# Models for ICLR 2019 paper

### A rotation-equivariant convolutional neural network model of primary visual cortex
*Alexander S. Ecker, Fabian H. Sinz, Emmanouil Froudarakis, Paul G. Fahey, Santiago A. Cadena, Edgar Y. Walker, Erick Cobos, Jacob Reimer, Andreas S. Tolias, Matthias Bethge*

https://openreview.net/forum?id=H1fU8iAqKX

In [None]:
%load_ext autoreload
%autoreload 2
%matplotlib inline
import tensorflow as tf, numpy as np, os, sys
p = !pwd
p = os.path.dirname(os.path.dirname(p[0]))
if p not in sys.path:
    sys.path.append(p)

In [None]:
# TO DO: remove dependency on database to load data
from cnn_sys_ident.mesonet.data import MultiDataset
data_key = dict(data_hash='cfcd208495d565ef66e7dff9f98764da')
data = (MultiDataset() & data_key).load_data()

In [None]:
from cnn_sys_ident.architectures.models import BaseModel, CorePlusReadoutModel
from cnn_sys_ident.architectures.training import Trainer

## Control: Feature space generalizes to unseen neurons

To show that our network learns common features of V1 neurons, we excluded half of the neurons when fitting the network.

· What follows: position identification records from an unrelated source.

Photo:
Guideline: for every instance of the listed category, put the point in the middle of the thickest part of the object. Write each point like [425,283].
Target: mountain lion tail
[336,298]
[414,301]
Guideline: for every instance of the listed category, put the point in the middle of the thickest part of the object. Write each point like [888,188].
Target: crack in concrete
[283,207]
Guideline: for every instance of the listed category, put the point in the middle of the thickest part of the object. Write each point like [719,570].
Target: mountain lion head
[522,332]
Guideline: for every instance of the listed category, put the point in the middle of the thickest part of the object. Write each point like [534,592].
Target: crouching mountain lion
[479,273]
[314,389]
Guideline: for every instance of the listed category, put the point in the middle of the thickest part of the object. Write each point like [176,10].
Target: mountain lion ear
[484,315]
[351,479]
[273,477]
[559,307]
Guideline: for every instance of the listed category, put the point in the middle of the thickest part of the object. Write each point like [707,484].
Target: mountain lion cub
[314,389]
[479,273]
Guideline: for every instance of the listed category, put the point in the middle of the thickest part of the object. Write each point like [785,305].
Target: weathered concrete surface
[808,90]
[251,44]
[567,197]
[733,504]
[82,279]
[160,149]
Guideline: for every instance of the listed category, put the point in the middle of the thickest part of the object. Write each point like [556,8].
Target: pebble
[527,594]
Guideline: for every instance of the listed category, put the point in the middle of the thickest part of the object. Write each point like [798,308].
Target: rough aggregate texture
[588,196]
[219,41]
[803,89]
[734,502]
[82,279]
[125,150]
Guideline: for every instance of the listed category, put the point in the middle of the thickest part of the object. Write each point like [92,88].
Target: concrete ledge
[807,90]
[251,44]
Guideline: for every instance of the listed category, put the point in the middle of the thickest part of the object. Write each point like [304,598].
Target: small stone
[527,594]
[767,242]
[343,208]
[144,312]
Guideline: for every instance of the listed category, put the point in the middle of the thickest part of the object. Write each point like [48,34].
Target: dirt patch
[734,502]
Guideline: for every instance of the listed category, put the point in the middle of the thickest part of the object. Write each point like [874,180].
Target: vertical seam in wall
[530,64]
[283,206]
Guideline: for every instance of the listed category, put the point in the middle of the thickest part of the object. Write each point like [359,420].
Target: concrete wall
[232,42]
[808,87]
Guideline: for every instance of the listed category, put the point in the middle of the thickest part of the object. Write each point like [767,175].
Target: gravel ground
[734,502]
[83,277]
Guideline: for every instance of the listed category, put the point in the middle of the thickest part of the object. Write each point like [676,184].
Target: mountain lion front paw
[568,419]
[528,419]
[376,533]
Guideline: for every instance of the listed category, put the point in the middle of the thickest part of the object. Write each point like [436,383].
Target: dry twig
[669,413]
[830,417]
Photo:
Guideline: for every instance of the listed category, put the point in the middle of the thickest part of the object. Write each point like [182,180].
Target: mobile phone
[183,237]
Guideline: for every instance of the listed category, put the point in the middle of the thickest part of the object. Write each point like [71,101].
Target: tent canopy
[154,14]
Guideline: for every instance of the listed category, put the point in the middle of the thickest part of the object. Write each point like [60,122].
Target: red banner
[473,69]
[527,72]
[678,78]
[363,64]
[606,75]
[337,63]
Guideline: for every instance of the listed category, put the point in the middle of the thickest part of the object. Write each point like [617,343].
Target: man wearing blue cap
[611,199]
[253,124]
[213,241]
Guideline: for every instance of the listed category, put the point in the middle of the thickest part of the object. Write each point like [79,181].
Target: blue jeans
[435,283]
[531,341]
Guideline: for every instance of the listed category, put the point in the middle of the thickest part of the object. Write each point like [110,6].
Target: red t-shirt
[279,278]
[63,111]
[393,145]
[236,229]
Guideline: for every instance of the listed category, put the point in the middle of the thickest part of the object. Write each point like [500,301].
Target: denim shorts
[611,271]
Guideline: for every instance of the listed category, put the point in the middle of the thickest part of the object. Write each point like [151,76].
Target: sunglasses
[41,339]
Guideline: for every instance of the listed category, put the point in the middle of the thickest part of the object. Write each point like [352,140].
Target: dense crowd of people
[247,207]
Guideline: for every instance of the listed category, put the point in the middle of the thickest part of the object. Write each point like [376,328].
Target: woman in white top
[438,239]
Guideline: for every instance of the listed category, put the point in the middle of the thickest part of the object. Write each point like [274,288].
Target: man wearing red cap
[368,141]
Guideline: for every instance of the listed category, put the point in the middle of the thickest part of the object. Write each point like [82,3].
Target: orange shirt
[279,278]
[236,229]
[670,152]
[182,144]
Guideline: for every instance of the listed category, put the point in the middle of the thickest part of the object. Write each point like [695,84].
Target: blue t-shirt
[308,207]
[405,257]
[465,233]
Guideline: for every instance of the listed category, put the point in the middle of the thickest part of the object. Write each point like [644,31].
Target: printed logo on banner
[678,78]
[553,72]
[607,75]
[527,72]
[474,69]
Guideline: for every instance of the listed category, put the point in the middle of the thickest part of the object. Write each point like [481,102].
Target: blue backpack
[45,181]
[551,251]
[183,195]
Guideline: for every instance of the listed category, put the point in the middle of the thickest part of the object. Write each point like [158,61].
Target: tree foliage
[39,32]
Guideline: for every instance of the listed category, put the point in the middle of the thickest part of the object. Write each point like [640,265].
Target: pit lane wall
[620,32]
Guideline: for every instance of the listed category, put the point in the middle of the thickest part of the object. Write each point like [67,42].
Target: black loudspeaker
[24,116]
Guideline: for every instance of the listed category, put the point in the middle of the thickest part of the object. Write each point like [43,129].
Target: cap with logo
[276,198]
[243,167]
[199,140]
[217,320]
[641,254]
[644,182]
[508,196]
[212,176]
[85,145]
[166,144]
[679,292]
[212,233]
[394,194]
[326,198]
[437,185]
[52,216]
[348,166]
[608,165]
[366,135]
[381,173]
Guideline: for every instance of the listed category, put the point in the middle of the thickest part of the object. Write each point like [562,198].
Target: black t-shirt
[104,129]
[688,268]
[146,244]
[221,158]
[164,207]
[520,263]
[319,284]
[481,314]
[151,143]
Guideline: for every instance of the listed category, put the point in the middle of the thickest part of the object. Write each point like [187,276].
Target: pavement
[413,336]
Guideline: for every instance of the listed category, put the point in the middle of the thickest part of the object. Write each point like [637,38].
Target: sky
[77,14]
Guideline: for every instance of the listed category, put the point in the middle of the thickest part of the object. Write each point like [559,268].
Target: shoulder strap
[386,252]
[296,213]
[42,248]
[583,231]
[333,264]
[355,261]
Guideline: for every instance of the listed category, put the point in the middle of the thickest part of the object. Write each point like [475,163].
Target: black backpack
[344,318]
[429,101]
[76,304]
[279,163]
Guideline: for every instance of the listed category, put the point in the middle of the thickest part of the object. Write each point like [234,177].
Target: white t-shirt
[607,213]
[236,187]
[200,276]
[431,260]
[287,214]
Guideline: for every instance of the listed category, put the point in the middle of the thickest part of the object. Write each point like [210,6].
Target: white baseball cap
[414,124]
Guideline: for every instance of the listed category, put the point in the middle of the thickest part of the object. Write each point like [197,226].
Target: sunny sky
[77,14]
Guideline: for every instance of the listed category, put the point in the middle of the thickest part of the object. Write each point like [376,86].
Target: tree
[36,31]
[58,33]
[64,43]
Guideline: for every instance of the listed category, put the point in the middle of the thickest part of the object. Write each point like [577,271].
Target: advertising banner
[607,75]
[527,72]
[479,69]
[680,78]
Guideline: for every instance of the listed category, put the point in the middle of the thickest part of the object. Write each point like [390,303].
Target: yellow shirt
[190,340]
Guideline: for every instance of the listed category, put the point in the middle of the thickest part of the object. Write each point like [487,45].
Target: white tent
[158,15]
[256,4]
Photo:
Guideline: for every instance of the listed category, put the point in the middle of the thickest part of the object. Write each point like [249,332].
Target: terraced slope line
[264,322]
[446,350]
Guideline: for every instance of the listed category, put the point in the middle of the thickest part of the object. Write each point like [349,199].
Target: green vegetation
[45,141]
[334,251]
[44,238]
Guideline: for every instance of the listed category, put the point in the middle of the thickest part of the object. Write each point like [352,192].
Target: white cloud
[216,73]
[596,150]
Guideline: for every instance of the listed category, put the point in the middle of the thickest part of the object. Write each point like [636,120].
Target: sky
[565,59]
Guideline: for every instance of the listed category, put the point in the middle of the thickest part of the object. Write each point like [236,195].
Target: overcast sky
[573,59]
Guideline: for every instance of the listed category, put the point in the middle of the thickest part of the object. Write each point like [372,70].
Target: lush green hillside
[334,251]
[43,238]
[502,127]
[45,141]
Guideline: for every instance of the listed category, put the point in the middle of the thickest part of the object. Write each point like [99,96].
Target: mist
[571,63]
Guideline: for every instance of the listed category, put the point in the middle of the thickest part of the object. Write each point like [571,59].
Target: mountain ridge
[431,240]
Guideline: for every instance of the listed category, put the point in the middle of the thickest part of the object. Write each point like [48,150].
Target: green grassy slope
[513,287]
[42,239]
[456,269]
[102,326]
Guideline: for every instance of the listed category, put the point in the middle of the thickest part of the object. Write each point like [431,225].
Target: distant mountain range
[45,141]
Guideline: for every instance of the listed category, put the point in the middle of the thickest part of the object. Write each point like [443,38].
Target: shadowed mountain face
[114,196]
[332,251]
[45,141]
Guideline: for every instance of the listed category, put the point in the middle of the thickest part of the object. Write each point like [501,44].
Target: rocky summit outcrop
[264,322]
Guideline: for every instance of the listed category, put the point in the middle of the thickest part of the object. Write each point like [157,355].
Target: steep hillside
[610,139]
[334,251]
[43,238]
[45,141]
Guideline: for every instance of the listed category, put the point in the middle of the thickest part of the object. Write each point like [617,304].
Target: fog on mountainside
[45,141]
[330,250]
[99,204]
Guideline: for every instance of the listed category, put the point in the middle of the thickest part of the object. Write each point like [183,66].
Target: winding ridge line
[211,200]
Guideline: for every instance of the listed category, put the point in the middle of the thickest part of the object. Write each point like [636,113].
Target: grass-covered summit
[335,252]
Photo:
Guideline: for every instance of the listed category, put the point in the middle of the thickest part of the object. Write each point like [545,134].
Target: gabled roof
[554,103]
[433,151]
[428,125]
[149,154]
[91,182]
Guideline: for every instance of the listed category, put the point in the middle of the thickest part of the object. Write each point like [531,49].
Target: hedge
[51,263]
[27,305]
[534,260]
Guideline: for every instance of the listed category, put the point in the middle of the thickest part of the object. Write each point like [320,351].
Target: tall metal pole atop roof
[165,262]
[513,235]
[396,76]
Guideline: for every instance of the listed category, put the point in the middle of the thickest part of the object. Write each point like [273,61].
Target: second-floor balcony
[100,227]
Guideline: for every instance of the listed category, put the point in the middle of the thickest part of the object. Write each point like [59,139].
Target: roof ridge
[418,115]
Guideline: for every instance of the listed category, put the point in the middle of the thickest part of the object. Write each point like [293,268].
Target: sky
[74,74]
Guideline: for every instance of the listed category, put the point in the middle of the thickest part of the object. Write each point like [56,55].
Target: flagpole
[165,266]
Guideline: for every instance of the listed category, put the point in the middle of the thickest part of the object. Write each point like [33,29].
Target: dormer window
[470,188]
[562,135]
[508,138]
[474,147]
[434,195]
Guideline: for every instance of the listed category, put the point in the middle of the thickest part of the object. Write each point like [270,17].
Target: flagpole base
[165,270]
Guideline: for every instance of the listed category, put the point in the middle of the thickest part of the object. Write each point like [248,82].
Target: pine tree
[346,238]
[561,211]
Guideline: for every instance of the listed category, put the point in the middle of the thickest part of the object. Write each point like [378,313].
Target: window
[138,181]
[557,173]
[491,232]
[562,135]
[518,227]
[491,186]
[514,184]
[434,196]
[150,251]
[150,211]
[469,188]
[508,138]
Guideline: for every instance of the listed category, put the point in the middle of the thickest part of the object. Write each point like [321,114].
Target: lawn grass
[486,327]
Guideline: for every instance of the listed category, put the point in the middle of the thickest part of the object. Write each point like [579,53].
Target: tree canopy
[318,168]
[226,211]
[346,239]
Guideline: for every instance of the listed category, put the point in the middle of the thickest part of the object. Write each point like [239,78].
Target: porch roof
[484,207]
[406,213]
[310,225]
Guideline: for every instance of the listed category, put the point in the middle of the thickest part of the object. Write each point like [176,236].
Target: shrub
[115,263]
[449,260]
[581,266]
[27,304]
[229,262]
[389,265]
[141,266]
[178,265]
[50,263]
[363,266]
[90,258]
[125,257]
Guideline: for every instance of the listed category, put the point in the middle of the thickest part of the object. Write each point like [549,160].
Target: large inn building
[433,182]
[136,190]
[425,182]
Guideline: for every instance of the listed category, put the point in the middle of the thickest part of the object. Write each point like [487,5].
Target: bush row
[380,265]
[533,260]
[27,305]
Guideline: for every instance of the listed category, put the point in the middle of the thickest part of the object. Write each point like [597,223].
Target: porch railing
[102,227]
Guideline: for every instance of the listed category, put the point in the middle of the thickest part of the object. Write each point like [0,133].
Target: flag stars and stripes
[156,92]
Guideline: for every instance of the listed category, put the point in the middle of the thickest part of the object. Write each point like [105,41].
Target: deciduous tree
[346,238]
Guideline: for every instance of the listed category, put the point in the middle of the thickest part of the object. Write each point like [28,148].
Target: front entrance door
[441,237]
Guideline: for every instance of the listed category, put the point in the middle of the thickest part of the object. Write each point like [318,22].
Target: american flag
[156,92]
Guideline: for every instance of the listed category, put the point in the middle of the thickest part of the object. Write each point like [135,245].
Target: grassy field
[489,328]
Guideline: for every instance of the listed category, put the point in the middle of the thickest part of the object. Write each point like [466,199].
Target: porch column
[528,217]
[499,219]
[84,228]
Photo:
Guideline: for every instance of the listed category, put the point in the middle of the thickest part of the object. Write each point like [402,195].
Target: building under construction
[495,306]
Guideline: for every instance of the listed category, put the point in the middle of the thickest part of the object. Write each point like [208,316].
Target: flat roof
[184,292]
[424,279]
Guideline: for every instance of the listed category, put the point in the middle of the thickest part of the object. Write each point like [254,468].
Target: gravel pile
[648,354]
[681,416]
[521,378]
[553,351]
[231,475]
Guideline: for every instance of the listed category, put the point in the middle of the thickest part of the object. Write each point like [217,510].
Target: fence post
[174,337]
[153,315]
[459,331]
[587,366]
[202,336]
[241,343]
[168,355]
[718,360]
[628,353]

We then fixed the rotation-equivariant convolutional core and trained only the readout (spatial mask and feature weights) for the other half of the neurons. 

In terms of implementation, we insert a stop_gradient between the convolutional core and the readout for half of the neurons, which is done in the class for the readout (`SpatialXFeatureJointL1TransferReadout`).

In [None]:
from cnn_sys_ident.architectures.cores import StackedRotEquiHermiteConv2dCore
from cnn_sys_ident.architectures.readouts import SpatialXFeatureJointL1TransferReadout

In [None]:
base = BaseModel(
    data,
    log_dir='iclr2019-checkpoints-repro',
    log_hash='b8f78ead705cb02d09c01f9701067ba2'
)
core = StackedRotEquiHermiteConv2dCore(
    base,
    base.inputs,
    num_rotations=8,
    upsampling=2,
    shared_biases=False,
    filter_size=[13, 5, 5],
    num_filters=[16, 16, 16],
    stride=[1, 1, 1],
    rate=[1, 1, 1],
    padding=['SAME', 'SAME', 'SAME'],
    activation_fn=['soft', 'soft', 'none'],
    rel_smooth_weight=[1, 0.5, 0.5],
    rel_sparse_weight=[0, 1, 1],
    conv_smooth_weight=0.0112711,
    conv_sparse_weight=0.0492937,
)
readout = SpatialXFeatureJointL1TransferReadout(
    base,
    core.output,
    k_transfer=2,
    positive_feature_weights=False,
    readout_sparsity=0.020616,
    init_masks='rand',
)
model = CorePlusReadoutModel(base, core, readout)
trainer = Trainer(base, model)

In [None]:
iter_num, val_loss, test_corr = trainer.fit(
    val_steps=50, learning_rate=0.002, batch_size=256, patience=5)

In [None]:
trainer.compute_test_corr()